一边说着,贾瑛一边苦笑一声道:“要说对不起谁的,那也该是我,好在我是贾家子,今后还了这个家便是!”
“你要怎么还?”李纨问道。
贾瑛轻轻一笑道:“用尽全力去守护它,守护它的荣光,守护这个家里的一切!”
“那......黛玉妹妹呢?”
这是一个绕不开的话题!
贾瑛苦笑一声!
说实话,今日的这次意外,让他也想不出什么该如何去向黛玉提起此事。
瞒着?不可能的!
先不说黛玉是他将来要明媒正娶的妻子,夫妻二人之间,本该就要有相互的尊重。再者,以他的性格,既然说要负责,就不可能不给李纨一个名分的。
只是......这都是他该苦恼的事。
“你不必担心玉儿妹妹,我会找机会向她解释的。”
李纨摇了摇头道:“我不是这个意思,我只是想让你,不要让她知道此事,不然,我不知该如何去面对她。还有兰儿......”
李纨越想越是纠结,看向贾瑛愁声道:“我该怎么办?”
贾瑛轻抚着李纨的面庞道:“这些都是你男人需要苦恼的,不该由你操心,今后,你便不再是没有依靠的了!”

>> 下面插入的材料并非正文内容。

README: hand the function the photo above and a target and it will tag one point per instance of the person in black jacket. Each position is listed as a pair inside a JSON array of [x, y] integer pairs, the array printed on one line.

李纨对于贾瑛爱抚的动作尚有些不大习惯,听了贾瑛的话,蹙眉却又羞红一声道:“你不要这样说,我......我不大习惯,也听不得这个。”
贾瑛明白,她心中的结依旧还在,只不过是暂时被内心的渴望和冲动压制了下去,想要解开......嗯,还要多吻几次才行。
如是想,如是行!
“不能再这样了,时间太久了,还有人在外面呢!”
面对贾瑛的索取,李纨执着的反抗,挣扎的站起了身子,看向贾瑛道:“快起来,地上凉,小心伤了身子。”
贾瑛依言起身,看向李纨道:“我的身子强壮的很,若不信,你可要试试?”
李纨羞恼一声道:“才害了我,便又没个正形,你快些离开吧,今后也少来才好!”
贾瑛闻言,揶揄一声道:“那便是可以来了?”
李纨恼道:“最好不来!”
“你不会想吗?”
看着目光灼灼的贾瑛,李纨轻叹一声,正色道:“我说的是正言,我也是女人,清守这么久,自然......可有今日,我也就满足了。你总要让我有脸见人才是?”
贾瑛听了,看向李纨说道:“我只有一件事落不明白的,你若回了我,我便走。”
“你说。”李纨看了眼屋外,一边说道。
“你......可曾喜欢过我?”贾瑛认真的看着李纨问道。
李纨羞红的将头别过一边道:“你现在还问这些做什么?”
“我只想知道,这对我来说很重要!”贾瑛认真说道。
李纨蚊声道了一声:“嗯!”说罢,便远远的移步至另一边,背对着贾瑛道:“你还不走!”
贾瑛闻言,面容微微一笑,如罪春风,转身出门而去。
终归还是郎有情,妾有意!
能落个心安便好!
桃李春风拂女纨,谁言贞女只存兰。如冰好水苦中乐,好叫礼法还自然。